- Born: 31 October 1978 (age 47)
- Education: Trinity College, Dublin (TCD)
- Occupations: Food & farming reporter & journalist

= Ella McSweeney =

Irish broadcaster (born 1978)

Ella McSweeney (born 31 October 1978) is an Irish food and farming journalist and reporter. She has worked for BBC, RTÉ (Ireland's national broadcaster) and the Guardian newspaper. She graduated from Trinity College, Dublin and is a post graduate student in food policy at City University, London.

==Early life==
Ella McSweeney grew up in Ireland. She graduated with a first-class honours degree in science – specialising in zoology – from Trinity College, Dublin.

==Career==

===Radio===
McSweeney studied science at Trinity College, Dublin, specialising in zoology.^{[1]} She began working for RTÉ Radio in 2000, producing Future Tense and Nature's Web. She then spent three years at BBC radio, television and online media in Belfast and London before returning to RTÉ in 2004. She presented and produced a number of RTÉ series, including The Green Light, Farm Week, RTÉ's Big Science Debate, as well as science documentaries for RTÉ's Documentary on One slot. From 2004 to 2007, McSweeney travelled around rural Ireland recording her wildlife and walking series Shanks Mare.^{[2]} She also made the marine series Into the Deep, and the award-winning science series Mind Matters.^{[3]} She has reported for BBC Radio 4's Farming Today and also the BBC Food Programme.

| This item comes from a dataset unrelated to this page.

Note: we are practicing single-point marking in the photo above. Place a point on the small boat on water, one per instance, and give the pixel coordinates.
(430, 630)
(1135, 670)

In 2013 she presented a BBC World Service documentary on vertical farming and in 2015 she went to Kentucky to make a radio documentary on Wendell Berry which was broadcast on BBC Radio 4.

===Television===
McSweeney has presented RTÉ's award-winning food and farming series Ear to the Ground since 2008.^{[4]} In 2009, she presented the lifestyle TV series Living Lightly on RTÉ.^{[5]} She was a reporter for RTÉ television's investigative consumer series The Consumer Show in 2015. She presented a one-hour factual documentary on thoroughbred horses called "Power in the Blood" for RTÉ. In July 2020, she presented RTÉ's six-part COVID-19 business series Open for Business alongside Richard Curran.

=== Journalism ===
McSweeney has written for the Guardian, Irish Times, Irish Examiner and other publications. In 2015, she was part of a Guardian team which published a year-long investigation into the use of migrant workers in the Irish fishing industry.

=== Awards ===
In 2000, McSweeney was named Young Science Journalist of the Year for a documentary she made on the human genome project.^{[6]} Her work on Mind Matters earned her a national Phonographic Performance Ireland (PPI) Radio Award in 2007.^{[7]} She has won two national Agricultural Journalism Awards in Ireland for radio and print journalism, and in 2015 she won the International Federation of Agricultural Journalist star prize for broadcasting for her report on antibiotic use in Irish agriculture.